試合開始から警戒されていた黄瀬のプレイには、脅威もやる気も感じられなかった。フリーの時でさえ、彼はパスを出す。自分で切り込むことは決してなかった。
―――上等だ。
火神は唇を歪めた。
自分だって、同じチームなだけの他人に命運を託すつもりはない。彼の力を借りなくても戦える。
しかし、誠凛リードで終わらせたのは第1Qだけだった。徐々に点差は縮まり、第2Qが終わる頃には逆転を許してしまった。
火神についたマークは3人。さすがにこれでは動けない。
第3Qは一方的な展開となった。着々と加点を繰り返す相手に対し、誠凛のスコアは完全に沈黙してしまった。
黄瀬の目にゴールは無い。他の一年たちも頑張ってくれてはいるのだが、シュートは全てリングに弾かれる。いきなりの大舞台に相当のプレッシャーがあるのだろう。無理もない。

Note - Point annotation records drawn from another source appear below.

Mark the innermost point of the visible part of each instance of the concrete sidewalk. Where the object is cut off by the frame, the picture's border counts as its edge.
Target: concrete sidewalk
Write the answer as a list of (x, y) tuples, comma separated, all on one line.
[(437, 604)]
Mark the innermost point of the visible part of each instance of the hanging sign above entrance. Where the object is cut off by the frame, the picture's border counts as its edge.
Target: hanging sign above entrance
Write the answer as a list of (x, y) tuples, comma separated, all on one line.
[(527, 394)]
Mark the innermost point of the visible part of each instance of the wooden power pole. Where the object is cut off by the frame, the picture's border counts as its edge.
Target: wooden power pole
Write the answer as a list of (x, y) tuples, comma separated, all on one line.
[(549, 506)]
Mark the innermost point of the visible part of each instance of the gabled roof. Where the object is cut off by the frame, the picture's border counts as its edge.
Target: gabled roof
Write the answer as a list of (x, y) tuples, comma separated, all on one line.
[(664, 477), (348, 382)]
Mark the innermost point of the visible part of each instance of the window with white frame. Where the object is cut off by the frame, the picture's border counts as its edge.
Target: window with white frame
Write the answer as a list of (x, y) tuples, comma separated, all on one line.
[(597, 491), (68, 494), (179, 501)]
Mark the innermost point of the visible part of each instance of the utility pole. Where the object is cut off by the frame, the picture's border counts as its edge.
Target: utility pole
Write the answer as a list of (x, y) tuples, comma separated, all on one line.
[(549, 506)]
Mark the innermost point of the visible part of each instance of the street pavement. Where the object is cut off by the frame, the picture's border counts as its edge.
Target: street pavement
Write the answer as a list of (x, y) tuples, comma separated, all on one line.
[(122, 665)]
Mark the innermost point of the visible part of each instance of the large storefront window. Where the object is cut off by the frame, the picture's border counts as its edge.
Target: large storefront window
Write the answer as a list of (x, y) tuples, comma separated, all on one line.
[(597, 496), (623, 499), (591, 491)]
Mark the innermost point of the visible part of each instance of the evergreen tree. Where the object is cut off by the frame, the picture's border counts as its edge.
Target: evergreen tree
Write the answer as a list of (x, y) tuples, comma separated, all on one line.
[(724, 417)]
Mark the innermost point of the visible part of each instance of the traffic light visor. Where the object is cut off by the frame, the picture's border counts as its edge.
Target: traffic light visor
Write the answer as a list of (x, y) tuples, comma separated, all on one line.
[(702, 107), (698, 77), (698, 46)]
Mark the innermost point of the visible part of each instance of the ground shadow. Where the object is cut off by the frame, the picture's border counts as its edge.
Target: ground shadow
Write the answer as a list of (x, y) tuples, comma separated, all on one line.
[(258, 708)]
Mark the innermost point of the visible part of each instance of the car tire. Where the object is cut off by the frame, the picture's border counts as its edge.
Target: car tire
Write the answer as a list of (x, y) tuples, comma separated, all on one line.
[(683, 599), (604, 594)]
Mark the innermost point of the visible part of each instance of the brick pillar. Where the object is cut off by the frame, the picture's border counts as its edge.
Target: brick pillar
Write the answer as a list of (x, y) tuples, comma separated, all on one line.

だから火神が状況を打破しなければいけないのに、どうすることも出来なかった。
15点という大差をつけられ、第3Qが終わった。


「火神くん、大丈夫…なわけないか」
ベンチに戻ってきた火神の様子に、相田は唇を噛んだ。
攻守共に全力で走っていた火神は体力の消耗が著しい。たった2分のインターバルでは、微々たる回復しか望めないだろう。
「火神くんの負担を減らしてあげて」
声をかけるも、経験値不足の一年たちはすっかりしょぼくれている。すでに敗戦オーラが立ち込めていた。
「大丈夫!」
相田は彼らの背中を叩いた。
「まだ試合は終わってない。それに、連絡が入ったから」
目を丸くする彼らに、相田は笑ってみせた。
「2年生が復活したそうよ。もうすぐここに来てくれる」
おお、と小さな歓声が上がる。
だが、安心するにはまだまだ早い。相田は朗報に浮き足立つ彼らを戒めた。
「2年生が間に合ったとしても、これ以上の点差がつけば追い付けなくなるわ。厳しいだろうけど、なんとか食らいついて」
火神くん。呼べば体力をかき集めていた彼が顔を上げる。その目に諦めは微塵もない。
「あと少し、頑張って」
「…うす」
インターバル終了の合図が鳴る。
立ち上がった火神は、まだ動かない黄瀬に気が付いて振り返った。
「…黄瀬?」
会話に参加するでもなく、彼がずっと見ていたものはスコアボードだった。
呼び掛けに反応してこちらを向いた金色に、火神は自分と同じ感情を見た。